My dilemma is do we carry on giving Quetiapine in the morning & accept that she's going to be zonked out for a few hours where she sits on the sofa, but with the knowledge that the carer will come again early afternoon (or me if I'm not at work), & it's daytime so it's bright & she can see if she wakes up & wants to get up for the loo (which is normally a frequent & urgent event - with looming incontinence I think). She is very doddery & wobbly anyway & uses a Zimmer frame, so the drowsiness is a concern. She does wear a falls monitor & an alarm pendant.
..........OR......
do we switch to giving them in the evening with her other meds (including Memantine which she's only been on for a few weeks).

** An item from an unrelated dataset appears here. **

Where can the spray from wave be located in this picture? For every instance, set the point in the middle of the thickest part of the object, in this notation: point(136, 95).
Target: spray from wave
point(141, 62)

Night time seems the obvious thing - but my worry is that due to her normal wobbliness & constant urgency & frequency going to the toilet, if she's very drowsy from the Quetiapine (& the Memantine) she is at an even greater risk of a fall when she gets up in the night to go to the loo. Or if she sleeps right through, (which would be wonderful!), when she wakes up in the morning the terrible urgency to go to the loo will be very difficult for her & she may even wet herself or worse during the night. She already wears pull-ups or the pads & pants supplied by the continence service (she has been referred & are awaiting a home visit from the continence nurse, but she sent pads & pants ahead of her being able to visit). The trouble is mum cannot understand that she can have an 'accident' in the pads/pants & they can just be thrown away & clean ones put on. She has problems dealing with pads/pants on her own & every trip to the toilet is a major upheaval. The time her evening carer comes & gives mum her meds is around 6.30/7.00pm - too early to take the Quetiapine & too early to go to bed. If she takes them then she'll be zonked out on the sofa until the early hours then it'll be dark & she'll be all drowsy & disorientated when she comes round & then has to through the whole rigmarole of going to the loo, & carrying out all her bizarre night-time rituals, then finally getting to bed. Falls are more likely then I think.
Which leaves one more option - for me to go round later at night & put her into bed & give her the tablet & hope she stays there & sleeps right through & hope for the best! I don't really want to have to drag myself out late every night to do that & I know I'll be stuck there for ages, it won't be a quick visit, it never is! Sorry, that sounds mean, but once I start doing that, I'm stuck with it which will make our life difficult. The care agency unfortunately don't do night visits.
Sorry for the long post ! Any thoughts & suggestions would be welcome please!